If you become a nobody
Blind, to your family
Who would you be?


“Become a nobody?” She is a nobody. She can count on one hand the people who she matters to, and even then those people would be better off without her. “Blind, to your family?” Her family doesn't know her, and she has no real connections with most of them. As a child, she pretended to be a chameleon, trying to be whoever/whatever would please those around her. She had wanted so much for someone to notice her, to give her any scraps of attention they could spare, to let her know that she mattered. It was all a waste of time. She wonders who she would be if she had grown up in a home with loving, attentive parents, but such musings are a waste of time - she is who she is.

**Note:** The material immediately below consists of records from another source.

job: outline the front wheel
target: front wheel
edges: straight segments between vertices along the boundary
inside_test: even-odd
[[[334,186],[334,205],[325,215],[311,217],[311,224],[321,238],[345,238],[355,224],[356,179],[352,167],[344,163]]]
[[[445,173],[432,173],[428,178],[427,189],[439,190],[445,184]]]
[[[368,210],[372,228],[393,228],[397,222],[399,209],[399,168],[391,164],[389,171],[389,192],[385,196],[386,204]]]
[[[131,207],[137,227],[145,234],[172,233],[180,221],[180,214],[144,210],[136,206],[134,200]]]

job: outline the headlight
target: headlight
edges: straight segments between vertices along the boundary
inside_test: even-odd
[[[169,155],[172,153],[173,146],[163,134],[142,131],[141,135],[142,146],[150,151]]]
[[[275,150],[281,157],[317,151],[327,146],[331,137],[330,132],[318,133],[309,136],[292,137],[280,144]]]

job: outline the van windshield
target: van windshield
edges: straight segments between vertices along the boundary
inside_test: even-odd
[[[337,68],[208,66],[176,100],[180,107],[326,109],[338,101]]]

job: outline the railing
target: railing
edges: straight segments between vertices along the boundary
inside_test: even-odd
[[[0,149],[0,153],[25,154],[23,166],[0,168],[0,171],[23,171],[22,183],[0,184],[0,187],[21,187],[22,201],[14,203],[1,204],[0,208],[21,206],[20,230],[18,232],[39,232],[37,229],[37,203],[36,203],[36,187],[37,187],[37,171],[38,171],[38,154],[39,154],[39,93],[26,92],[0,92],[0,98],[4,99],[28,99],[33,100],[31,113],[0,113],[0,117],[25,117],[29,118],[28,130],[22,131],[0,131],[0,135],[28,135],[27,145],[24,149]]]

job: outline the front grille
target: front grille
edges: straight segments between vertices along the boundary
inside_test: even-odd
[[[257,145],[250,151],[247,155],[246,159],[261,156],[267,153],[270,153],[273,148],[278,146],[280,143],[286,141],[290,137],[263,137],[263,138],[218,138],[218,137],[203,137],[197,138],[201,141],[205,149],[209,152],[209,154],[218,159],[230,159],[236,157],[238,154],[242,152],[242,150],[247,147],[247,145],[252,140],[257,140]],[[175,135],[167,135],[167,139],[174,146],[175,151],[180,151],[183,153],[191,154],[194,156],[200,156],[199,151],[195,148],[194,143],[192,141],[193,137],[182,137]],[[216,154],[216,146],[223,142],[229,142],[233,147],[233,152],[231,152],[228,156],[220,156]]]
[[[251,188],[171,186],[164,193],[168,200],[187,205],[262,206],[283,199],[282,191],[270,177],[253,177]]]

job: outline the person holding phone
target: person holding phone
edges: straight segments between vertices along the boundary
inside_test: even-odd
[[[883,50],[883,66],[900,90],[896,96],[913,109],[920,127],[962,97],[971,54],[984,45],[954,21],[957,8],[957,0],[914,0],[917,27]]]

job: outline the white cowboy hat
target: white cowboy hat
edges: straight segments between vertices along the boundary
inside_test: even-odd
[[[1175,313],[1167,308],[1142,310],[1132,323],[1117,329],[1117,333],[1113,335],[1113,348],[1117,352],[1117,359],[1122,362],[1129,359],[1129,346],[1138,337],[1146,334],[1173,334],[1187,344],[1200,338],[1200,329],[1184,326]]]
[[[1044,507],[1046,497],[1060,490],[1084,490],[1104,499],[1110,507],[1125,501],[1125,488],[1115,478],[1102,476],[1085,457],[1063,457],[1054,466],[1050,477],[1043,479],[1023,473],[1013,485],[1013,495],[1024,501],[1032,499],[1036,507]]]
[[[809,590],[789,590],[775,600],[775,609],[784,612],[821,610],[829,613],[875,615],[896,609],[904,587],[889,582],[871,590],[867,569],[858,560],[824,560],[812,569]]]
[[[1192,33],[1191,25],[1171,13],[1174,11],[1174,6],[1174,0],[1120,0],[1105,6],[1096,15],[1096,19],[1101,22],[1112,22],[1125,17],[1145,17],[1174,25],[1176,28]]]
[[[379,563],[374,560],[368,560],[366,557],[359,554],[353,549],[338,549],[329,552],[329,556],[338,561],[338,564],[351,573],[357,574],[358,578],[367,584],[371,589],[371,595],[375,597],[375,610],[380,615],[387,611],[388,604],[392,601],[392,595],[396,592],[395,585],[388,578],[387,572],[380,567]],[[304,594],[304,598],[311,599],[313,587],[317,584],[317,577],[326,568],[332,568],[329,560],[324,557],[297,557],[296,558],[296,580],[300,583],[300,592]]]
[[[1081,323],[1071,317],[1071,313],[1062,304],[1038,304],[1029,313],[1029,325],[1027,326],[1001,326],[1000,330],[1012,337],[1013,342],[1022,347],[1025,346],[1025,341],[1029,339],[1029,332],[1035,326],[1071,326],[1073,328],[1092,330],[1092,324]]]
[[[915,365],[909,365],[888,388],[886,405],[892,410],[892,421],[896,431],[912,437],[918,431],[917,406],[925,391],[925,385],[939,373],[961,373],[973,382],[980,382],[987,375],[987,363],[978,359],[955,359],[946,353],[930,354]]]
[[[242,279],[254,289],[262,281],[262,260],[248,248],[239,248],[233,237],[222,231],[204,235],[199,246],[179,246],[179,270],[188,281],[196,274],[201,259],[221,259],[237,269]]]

And life has gone into reverse,
Re-living every hurt along the way.
Everything that you fear
Is calling you and drawing near.


She doesn’t know why these thoughts are bombarding her today; usually she can keep them buried. It is pain that she doesn’t want to deal with. Too bad the pain has other ideas. Does dealing with the pain serve any purpose? Her childhood has no common ground with her current life. It has been over 30 years since she was that abused, unwanted child, but that child was demanding to be acknowledged today. Deep down she knew acknowledging the pain from her childhood would help her to grow emotionally and improve her life. Not dealing with the pain of her childhood was hampering her from enjoying life and establishing meaningful relationships with those around her. The constant battle to pretend that her childhood had never happened left her angry and depressed. But she was afraid of the pain and wanted to stay in the cocoon of darkness that she surrounded herself with. Was she strong enough to deal with the pain? She was going to find out; the pain was pushing to the surface and wouldn’t be denied.

Wake me up and let’s go

It was time to find harmony between the child that she had been and the adult she was. If she was strong enough to survive her childhood; she was strong enough to deal with the pain of that childhood and acknowledge how it affected her life now. It was time to throw off the covers that kept her in darkness and faced the light.